DeMuro P R, Gantt W A
Latham & Watkins, San Francisco, California, USA.
Healthc Financ Manage. 2001 Jan;55(1):42-7.
In November 1999, under the mandate of the Health Insurance Portability and Accountability Act (HIPAA) of 1996, HHS issued proposed standards to protect the privacy of electronically transmitted personal health information. With publication of the final standards due soon, healthcare organizations must prepare to implement new processes and information systems to comply with the HIPAA requirements.
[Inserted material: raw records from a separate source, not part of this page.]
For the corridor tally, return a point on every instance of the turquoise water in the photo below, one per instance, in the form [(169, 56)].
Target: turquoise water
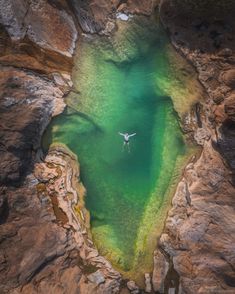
[(117, 91)]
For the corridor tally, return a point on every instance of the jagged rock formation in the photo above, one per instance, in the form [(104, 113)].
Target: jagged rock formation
[(199, 232), (40, 250)]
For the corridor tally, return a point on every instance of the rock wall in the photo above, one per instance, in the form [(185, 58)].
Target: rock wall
[(45, 245), (43, 248), (199, 233)]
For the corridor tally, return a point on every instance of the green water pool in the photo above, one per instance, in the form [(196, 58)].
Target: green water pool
[(128, 83)]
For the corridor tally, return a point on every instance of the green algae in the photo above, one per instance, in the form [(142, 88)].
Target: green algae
[(132, 82)]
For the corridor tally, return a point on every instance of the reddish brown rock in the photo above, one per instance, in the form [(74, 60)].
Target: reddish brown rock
[(161, 267), (229, 107), (199, 230), (229, 78)]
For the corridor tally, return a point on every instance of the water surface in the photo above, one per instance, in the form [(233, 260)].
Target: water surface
[(127, 84)]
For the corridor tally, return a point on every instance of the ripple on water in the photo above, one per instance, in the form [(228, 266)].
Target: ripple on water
[(125, 84)]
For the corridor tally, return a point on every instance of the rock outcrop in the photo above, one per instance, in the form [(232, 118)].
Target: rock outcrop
[(199, 232), (44, 243), (45, 246)]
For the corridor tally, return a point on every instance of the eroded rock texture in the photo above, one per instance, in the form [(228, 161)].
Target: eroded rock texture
[(199, 236), (45, 245), (44, 248)]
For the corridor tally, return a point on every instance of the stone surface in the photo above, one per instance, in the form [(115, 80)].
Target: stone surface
[(161, 267), (45, 25), (45, 244), (199, 231), (94, 15)]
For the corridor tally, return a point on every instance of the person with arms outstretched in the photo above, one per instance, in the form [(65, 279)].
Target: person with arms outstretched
[(126, 140)]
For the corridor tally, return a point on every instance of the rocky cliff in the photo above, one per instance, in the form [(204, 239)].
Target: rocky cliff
[(199, 232), (45, 245)]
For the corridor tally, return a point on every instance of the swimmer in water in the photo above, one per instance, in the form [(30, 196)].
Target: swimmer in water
[(126, 140)]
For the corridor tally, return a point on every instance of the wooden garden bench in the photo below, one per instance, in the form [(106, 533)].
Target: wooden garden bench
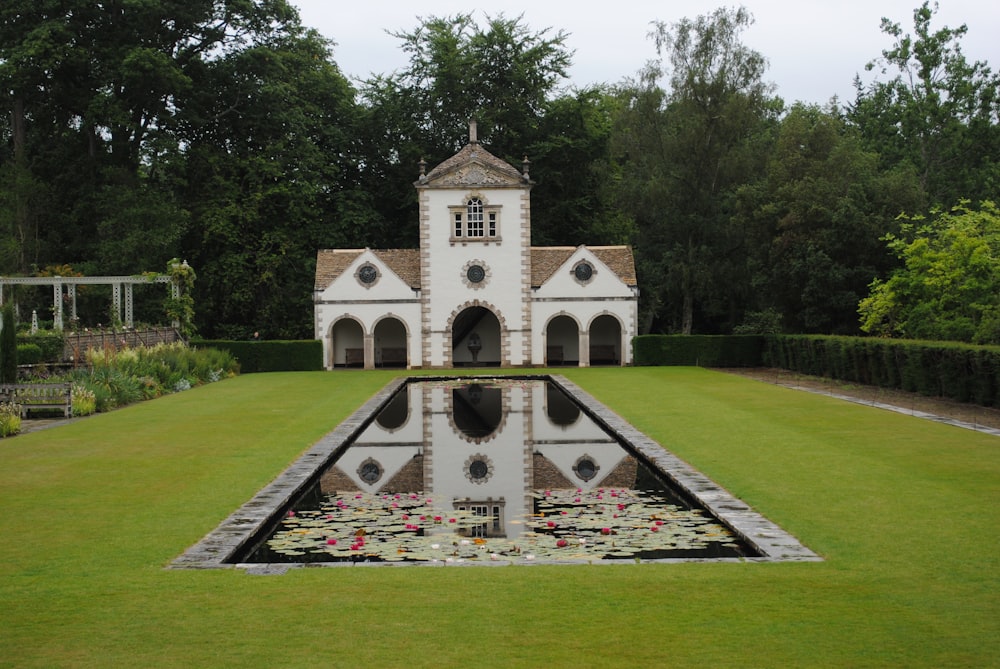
[(553, 355), (354, 356), (39, 396), (394, 357), (603, 354)]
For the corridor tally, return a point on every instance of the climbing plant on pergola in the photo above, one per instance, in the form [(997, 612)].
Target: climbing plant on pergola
[(179, 279)]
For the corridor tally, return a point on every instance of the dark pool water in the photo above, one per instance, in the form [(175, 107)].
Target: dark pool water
[(488, 470)]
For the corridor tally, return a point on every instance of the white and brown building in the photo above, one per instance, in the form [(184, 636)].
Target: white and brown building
[(476, 293)]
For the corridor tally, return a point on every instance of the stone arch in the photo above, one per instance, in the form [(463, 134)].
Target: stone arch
[(392, 341), (488, 324), (562, 339), (477, 413), (606, 334), (347, 342)]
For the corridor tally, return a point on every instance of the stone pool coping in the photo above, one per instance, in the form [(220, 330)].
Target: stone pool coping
[(233, 533)]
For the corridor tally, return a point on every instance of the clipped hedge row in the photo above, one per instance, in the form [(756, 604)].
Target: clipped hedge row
[(49, 343), (701, 350), (271, 356), (957, 371)]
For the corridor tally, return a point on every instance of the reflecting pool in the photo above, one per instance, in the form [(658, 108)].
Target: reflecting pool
[(508, 470), (487, 471)]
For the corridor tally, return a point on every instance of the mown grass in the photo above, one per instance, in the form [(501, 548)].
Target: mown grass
[(904, 511)]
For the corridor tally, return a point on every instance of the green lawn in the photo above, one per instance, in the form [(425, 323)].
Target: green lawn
[(905, 512)]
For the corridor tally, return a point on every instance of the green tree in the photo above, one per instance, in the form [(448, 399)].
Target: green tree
[(95, 94), (272, 176), (939, 113), (814, 223), (8, 344), (949, 285), (684, 153), (502, 75), (573, 199)]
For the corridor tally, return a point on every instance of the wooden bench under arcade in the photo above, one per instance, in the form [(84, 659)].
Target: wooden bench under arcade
[(603, 354), (39, 397)]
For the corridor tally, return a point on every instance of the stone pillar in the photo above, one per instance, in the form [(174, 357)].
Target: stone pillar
[(71, 291), (369, 351), (129, 319), (57, 310), (116, 304)]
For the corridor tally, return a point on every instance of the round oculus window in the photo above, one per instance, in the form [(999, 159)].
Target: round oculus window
[(370, 471), (475, 273), (478, 469), (367, 274)]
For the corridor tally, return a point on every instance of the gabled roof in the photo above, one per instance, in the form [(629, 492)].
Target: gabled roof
[(546, 260), (331, 263), (473, 152)]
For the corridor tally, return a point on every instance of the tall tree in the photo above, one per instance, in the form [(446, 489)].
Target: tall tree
[(272, 176), (685, 151), (501, 74), (573, 200), (814, 223), (949, 285), (94, 92), (939, 113)]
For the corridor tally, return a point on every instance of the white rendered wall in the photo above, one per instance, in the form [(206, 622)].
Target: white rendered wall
[(345, 297), (604, 294), (445, 260)]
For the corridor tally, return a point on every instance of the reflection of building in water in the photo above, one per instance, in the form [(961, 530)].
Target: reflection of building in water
[(482, 448)]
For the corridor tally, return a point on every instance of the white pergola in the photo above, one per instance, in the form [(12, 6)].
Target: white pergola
[(121, 291)]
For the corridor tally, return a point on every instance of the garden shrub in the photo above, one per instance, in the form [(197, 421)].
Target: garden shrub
[(29, 354), (51, 343), (962, 372), (271, 356), (117, 378), (8, 344), (10, 419), (702, 350), (84, 400)]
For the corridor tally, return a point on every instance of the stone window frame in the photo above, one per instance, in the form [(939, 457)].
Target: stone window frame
[(369, 284), (477, 215), (579, 263), (478, 285)]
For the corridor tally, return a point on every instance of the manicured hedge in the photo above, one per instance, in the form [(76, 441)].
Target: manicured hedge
[(961, 372), (49, 342), (271, 356), (701, 350), (29, 354)]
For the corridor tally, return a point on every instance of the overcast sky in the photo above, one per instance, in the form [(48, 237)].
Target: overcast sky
[(814, 47)]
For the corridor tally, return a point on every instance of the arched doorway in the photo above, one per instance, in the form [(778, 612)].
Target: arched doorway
[(348, 343), (605, 341), (390, 343), (562, 342), (476, 338)]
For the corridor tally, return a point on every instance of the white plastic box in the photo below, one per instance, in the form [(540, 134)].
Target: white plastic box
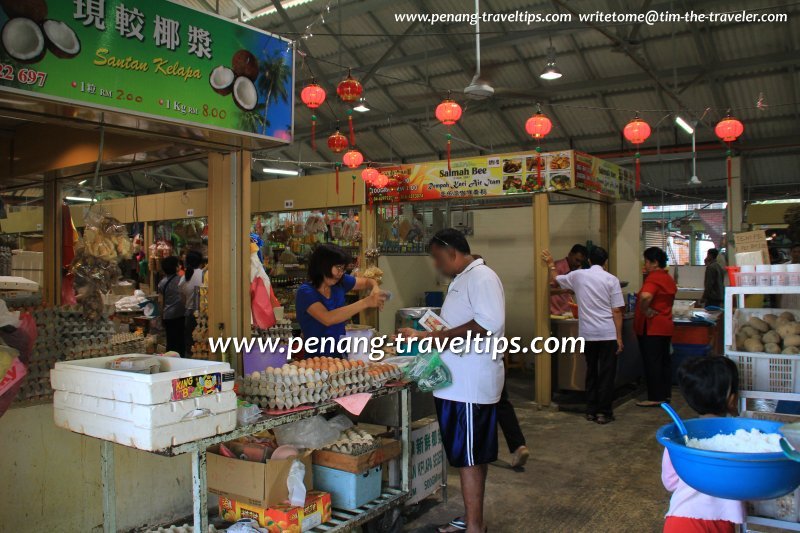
[(143, 410), (91, 377)]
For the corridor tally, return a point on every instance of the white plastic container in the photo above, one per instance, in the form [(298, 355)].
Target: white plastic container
[(187, 400), (793, 275), (130, 433), (91, 377), (747, 276), (778, 275), (763, 275)]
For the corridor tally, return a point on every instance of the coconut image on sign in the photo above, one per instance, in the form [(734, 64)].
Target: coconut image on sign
[(239, 79), (28, 34)]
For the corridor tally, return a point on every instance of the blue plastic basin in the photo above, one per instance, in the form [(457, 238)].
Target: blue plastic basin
[(734, 476)]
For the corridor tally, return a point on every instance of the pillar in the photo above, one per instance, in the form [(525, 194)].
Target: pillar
[(51, 291), (368, 238), (735, 210), (541, 297), (229, 246)]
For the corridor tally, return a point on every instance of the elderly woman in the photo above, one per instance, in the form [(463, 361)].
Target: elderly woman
[(654, 326)]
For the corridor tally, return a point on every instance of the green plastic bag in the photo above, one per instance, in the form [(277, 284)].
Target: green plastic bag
[(429, 372)]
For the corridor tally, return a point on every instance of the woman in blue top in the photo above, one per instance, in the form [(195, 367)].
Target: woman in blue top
[(320, 302)]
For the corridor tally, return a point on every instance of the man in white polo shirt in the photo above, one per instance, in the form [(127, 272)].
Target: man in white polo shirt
[(600, 305), (475, 305)]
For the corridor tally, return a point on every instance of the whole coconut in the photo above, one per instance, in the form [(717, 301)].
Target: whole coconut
[(244, 63), (36, 10)]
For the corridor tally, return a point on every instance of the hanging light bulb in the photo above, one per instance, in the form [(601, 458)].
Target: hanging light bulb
[(550, 71)]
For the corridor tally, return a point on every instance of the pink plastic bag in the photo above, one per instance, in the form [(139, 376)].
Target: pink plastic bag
[(260, 305)]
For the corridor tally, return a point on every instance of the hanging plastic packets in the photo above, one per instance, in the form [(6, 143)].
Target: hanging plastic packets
[(429, 372)]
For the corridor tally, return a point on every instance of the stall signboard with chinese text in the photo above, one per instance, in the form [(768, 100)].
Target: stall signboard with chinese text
[(603, 177), (478, 177), (149, 58), (752, 241)]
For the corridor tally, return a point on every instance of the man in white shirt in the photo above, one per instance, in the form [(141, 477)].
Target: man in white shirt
[(475, 305), (600, 305)]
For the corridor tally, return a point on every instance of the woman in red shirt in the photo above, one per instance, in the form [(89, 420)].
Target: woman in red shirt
[(654, 326)]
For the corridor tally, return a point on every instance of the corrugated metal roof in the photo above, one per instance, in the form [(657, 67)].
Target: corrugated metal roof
[(700, 70)]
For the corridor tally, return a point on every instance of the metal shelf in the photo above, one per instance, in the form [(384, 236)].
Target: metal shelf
[(740, 293), (342, 520)]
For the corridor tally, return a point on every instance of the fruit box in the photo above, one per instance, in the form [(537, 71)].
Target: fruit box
[(280, 518), (251, 483), (356, 464)]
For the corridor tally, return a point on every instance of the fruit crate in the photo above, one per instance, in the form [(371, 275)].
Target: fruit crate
[(767, 372)]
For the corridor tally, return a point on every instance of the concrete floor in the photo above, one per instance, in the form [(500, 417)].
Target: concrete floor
[(581, 476)]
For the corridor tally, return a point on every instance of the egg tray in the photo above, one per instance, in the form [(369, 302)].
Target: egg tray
[(313, 381), (63, 333), (354, 441)]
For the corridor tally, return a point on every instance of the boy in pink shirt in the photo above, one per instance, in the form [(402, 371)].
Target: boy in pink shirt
[(710, 386)]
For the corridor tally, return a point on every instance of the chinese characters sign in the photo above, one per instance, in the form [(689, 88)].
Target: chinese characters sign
[(477, 177), (151, 58)]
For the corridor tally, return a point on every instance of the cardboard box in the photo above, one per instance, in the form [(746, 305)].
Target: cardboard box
[(280, 518), (356, 464), (256, 484), (427, 457)]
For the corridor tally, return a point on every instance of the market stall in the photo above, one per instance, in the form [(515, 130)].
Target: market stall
[(509, 206), (98, 116)]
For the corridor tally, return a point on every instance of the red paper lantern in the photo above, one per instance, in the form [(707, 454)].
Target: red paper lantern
[(369, 175), (337, 142), (448, 112), (349, 89), (729, 129), (312, 95), (352, 158), (381, 181), (636, 131), (538, 126)]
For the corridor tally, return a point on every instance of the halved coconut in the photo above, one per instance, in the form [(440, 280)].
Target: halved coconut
[(221, 80), (36, 10), (244, 93), (23, 40), (61, 39), (244, 63)]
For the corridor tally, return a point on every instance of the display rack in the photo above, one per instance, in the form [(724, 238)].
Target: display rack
[(739, 294), (341, 520)]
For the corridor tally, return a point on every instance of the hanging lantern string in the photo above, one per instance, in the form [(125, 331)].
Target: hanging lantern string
[(534, 99)]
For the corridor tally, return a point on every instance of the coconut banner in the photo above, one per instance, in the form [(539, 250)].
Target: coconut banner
[(151, 58)]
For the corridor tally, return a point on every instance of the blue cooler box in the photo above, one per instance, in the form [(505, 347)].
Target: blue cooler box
[(349, 491)]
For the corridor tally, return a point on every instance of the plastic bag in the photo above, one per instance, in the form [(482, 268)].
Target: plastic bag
[(313, 433), (429, 372), (295, 483)]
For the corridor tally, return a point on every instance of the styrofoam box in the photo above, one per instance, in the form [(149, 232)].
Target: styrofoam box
[(150, 439), (148, 416), (92, 378)]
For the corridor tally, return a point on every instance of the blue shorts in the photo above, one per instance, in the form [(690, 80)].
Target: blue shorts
[(469, 432)]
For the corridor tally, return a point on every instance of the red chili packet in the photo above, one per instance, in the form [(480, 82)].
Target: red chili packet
[(13, 375), (196, 386)]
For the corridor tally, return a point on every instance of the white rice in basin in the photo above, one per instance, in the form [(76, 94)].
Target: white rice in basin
[(743, 441)]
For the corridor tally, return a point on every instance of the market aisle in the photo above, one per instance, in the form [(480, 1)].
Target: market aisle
[(580, 477)]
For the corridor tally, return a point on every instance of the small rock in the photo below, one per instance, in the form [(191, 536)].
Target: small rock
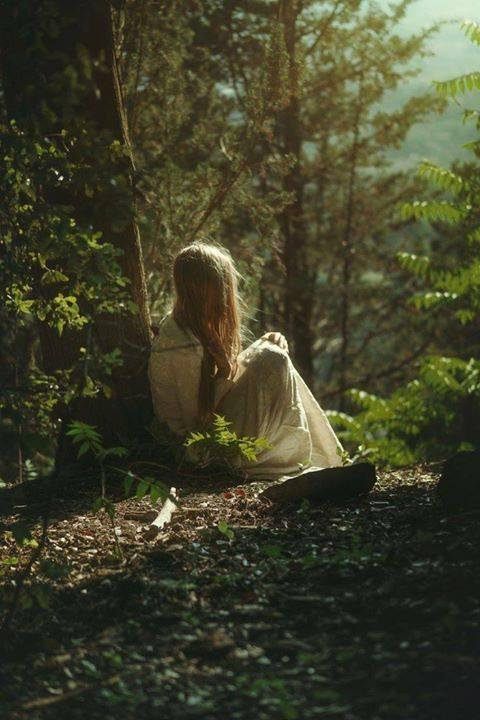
[(459, 484)]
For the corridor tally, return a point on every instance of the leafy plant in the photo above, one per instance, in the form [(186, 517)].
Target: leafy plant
[(438, 412), (220, 444), (90, 442)]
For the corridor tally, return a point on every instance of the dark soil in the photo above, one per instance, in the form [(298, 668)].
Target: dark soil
[(238, 610)]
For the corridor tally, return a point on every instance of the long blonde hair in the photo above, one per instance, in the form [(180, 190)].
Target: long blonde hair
[(207, 303)]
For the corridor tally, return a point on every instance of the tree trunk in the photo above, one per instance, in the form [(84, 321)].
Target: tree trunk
[(43, 46), (298, 304), (347, 249)]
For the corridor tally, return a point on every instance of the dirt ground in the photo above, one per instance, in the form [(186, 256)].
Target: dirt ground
[(238, 610)]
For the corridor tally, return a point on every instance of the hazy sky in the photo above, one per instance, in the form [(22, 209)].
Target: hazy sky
[(438, 138), (453, 52)]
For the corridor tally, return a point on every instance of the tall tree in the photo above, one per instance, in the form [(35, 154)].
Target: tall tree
[(60, 82)]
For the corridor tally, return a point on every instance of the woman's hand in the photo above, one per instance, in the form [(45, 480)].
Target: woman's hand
[(276, 339)]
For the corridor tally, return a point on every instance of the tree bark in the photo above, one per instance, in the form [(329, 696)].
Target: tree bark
[(43, 45), (297, 303), (347, 249)]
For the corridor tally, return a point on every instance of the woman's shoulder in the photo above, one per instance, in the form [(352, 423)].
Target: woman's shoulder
[(170, 336)]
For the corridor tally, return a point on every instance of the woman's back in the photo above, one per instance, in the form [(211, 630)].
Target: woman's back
[(174, 370)]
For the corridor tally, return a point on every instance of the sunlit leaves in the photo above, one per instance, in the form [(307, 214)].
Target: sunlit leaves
[(434, 211), (459, 85), (220, 443), (472, 30)]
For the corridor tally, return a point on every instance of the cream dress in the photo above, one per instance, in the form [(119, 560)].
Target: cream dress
[(267, 398)]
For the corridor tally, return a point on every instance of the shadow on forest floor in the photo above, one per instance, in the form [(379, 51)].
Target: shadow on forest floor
[(240, 611)]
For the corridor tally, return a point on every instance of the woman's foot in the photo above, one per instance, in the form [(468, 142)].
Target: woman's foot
[(331, 484)]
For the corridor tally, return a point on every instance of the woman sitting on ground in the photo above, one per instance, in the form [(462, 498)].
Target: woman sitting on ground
[(197, 368)]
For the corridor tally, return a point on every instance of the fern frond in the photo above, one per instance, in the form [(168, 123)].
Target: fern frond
[(434, 211), (418, 265), (444, 179), (431, 299), (471, 30), (459, 85)]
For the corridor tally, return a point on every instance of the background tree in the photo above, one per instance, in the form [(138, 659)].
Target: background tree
[(438, 412), (63, 98)]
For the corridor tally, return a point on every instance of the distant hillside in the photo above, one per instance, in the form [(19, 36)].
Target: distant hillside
[(439, 139)]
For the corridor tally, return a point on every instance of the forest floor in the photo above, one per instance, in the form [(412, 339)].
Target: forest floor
[(242, 611)]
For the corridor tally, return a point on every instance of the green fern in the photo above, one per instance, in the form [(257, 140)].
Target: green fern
[(220, 444)]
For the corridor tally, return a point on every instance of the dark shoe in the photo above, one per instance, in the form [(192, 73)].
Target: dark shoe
[(331, 484)]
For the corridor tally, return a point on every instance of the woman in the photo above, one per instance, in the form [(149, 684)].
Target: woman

The privacy standards are intended to accomplish three broad objectives: define the circumstances in which protected health information may be used and disclosed, establish certain individual rights regarding protected health information, and require that administrative safeguards be adopted to ensure the privacy of protected health information. Among the required administrative safeguards are designation of a privacy officer, implementation of compliance training programs for all applicable staff, establishment of a complaint system, and implementation of appropriate sanctions for violations of privacy requirements.
1999年11月,根据1996年《健康保险流通与责任法案》(HIPAA)的授权,美国卫生与公众服务部(HHS)发布了旨在保护电子传输的个人健康信息隐私的拟议标准。随着最终标准即将发布,医疗保健机构必须准备好实施新的流程和信息系统,以符合HIPAA的要求。隐私标准旨在实现三个广泛目标:界定受保护健康信息可被使用和披露的情形,确立有关受保护健康信息的某些个人权利,并要求采取行政保障措施以确保受保护健康信息的隐私性。所需的行政保障措施包括指定一名隐私官、为所有适用员工实施合规培训计划、建立投诉系统以及对违反隐私要求的行为实施适当制裁。